ESA Online Store Compromised by Web Skimmer

The official online store of the European Space Agency (ESA) has been hacked, resulting in the injection of malicious JavaScript code that created a fake Stripe payment page. According to researchers from Sansec, the harmful script appeared on the site earlier this week. It collected customer information, including payment card details, entered during the final stage of checkout.

Details of the Attack

Sansec notified ESA representatives that the store had been compromised and could pose a risk to agency employees, as it was integrated with ESA systems. Currently, the store, which sells ESA merchandise, is offline and reportedly “temporarily out of orbit” for updates.

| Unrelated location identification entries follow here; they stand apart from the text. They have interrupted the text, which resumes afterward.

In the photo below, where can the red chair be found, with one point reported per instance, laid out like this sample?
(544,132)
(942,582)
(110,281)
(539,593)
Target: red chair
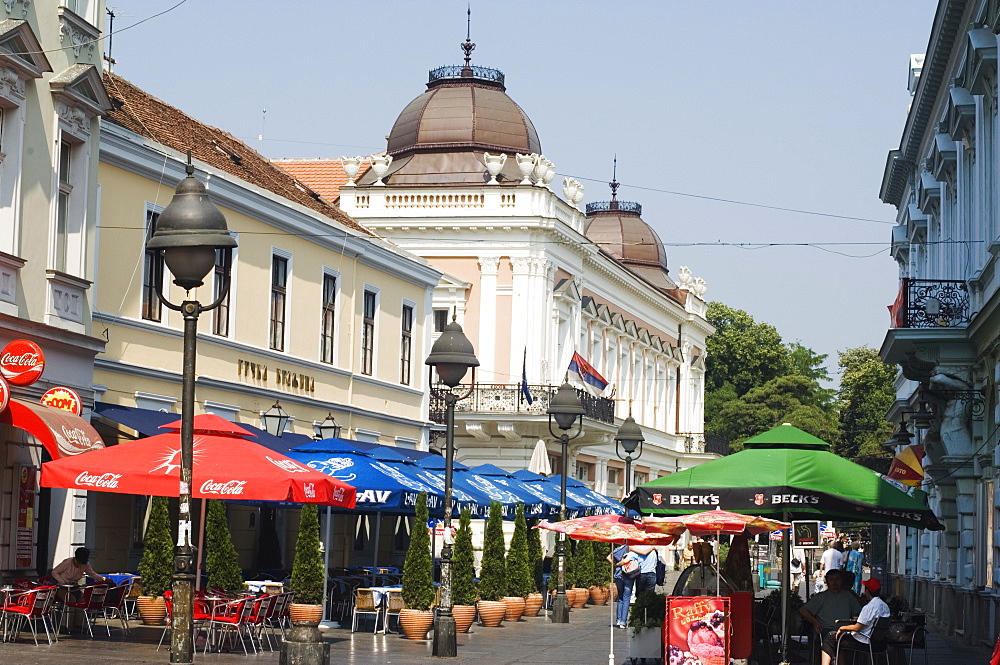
(30,607)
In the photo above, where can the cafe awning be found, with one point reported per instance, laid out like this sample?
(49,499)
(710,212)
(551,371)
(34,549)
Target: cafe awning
(62,433)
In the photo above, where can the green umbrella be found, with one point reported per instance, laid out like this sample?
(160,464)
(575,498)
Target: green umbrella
(789,474)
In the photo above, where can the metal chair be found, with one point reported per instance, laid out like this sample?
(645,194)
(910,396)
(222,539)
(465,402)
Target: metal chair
(364,603)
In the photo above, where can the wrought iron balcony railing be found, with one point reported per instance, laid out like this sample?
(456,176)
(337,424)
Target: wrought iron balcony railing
(932,303)
(507,398)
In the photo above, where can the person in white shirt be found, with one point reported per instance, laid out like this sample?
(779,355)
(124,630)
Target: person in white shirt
(857,635)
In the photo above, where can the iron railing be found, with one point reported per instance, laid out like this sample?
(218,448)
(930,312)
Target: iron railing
(508,398)
(932,303)
(456,71)
(606,206)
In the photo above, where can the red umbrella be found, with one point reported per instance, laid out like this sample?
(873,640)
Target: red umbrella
(225,466)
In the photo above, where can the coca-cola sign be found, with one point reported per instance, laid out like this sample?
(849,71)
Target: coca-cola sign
(104,480)
(22,362)
(63,398)
(226,487)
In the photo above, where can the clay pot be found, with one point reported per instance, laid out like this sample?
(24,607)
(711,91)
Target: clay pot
(464,616)
(515,608)
(532,604)
(416,623)
(491,612)
(305,614)
(152,610)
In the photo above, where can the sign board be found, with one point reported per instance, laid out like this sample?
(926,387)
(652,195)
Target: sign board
(807,534)
(697,629)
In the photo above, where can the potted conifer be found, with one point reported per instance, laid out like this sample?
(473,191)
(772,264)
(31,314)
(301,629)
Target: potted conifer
(463,575)
(418,581)
(519,582)
(307,571)
(221,560)
(493,574)
(156,568)
(533,602)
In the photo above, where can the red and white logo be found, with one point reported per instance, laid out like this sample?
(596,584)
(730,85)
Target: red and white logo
(108,480)
(228,487)
(63,398)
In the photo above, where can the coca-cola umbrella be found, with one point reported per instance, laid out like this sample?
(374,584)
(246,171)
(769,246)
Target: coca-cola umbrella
(226,465)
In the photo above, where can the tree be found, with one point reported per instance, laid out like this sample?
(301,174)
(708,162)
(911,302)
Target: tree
(519,570)
(307,567)
(221,560)
(418,581)
(535,556)
(463,563)
(493,575)
(157,564)
(867,391)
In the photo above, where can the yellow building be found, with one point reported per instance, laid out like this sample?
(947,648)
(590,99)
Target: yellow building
(323,316)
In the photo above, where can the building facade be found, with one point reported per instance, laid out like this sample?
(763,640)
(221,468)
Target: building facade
(945,326)
(533,278)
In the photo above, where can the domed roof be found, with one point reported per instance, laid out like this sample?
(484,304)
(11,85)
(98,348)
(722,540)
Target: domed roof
(463,109)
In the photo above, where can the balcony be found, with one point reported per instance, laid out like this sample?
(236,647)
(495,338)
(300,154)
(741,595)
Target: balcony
(931,303)
(507,399)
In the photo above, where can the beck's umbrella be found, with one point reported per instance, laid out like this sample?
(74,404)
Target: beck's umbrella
(608,529)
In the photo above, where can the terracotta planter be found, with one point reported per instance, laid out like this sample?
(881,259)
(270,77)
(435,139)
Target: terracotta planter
(464,616)
(515,608)
(152,610)
(304,614)
(532,604)
(416,623)
(491,612)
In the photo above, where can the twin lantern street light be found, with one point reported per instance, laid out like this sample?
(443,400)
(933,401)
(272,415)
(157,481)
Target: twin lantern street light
(451,355)
(189,232)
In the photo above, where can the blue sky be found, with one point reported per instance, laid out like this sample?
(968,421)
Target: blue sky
(785,103)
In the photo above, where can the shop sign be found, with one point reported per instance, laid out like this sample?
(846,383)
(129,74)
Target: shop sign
(22,362)
(63,398)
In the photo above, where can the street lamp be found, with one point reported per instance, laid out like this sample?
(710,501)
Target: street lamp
(629,438)
(328,429)
(275,420)
(189,231)
(451,355)
(567,410)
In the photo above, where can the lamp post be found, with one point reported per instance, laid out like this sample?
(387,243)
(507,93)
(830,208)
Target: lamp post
(188,231)
(628,438)
(451,355)
(567,410)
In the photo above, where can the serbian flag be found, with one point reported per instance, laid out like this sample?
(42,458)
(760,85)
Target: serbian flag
(907,466)
(585,373)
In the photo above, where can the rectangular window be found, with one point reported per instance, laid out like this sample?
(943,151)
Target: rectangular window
(152,274)
(279,284)
(368,334)
(440,320)
(222,272)
(63,204)
(406,351)
(329,314)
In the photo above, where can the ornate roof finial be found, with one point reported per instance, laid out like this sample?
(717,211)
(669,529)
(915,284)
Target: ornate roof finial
(468,47)
(614,185)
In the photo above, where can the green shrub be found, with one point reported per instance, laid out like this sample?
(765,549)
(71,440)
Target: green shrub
(493,573)
(307,568)
(221,560)
(519,569)
(418,581)
(463,563)
(157,564)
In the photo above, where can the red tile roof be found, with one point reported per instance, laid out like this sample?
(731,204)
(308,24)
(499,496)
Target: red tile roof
(325,176)
(148,116)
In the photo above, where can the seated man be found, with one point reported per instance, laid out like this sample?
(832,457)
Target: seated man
(857,635)
(827,608)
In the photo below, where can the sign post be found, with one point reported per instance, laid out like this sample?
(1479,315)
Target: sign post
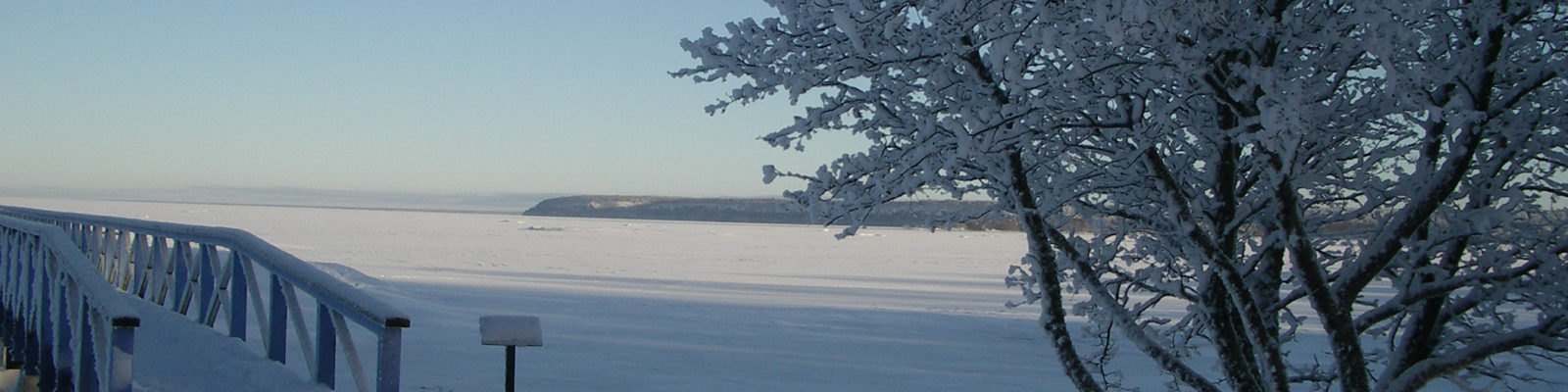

Researchers noted that the domain used to exfiltrate information had the same name as the legitimate store but was registered in a different domain zone. The official ESA store is located at esaspaceshop.com, while the hackers used the same name in the .pics zone (esaspaceshop[.]pics).

How the Skimmer Worked

The attackers’ script contained obfuscated HTML code from the Stripe SDK, which loaded a fake payment page when customers tried to complete their purchases. The fake page was designed to look legitimate and did not appear suspicious to users.

ESA’s Response

As reported by Bleeping Computer, ESA representatives stated that the store is not hosted within the agency’s infrastructure, ESA does not manage its data, and does not own the resource.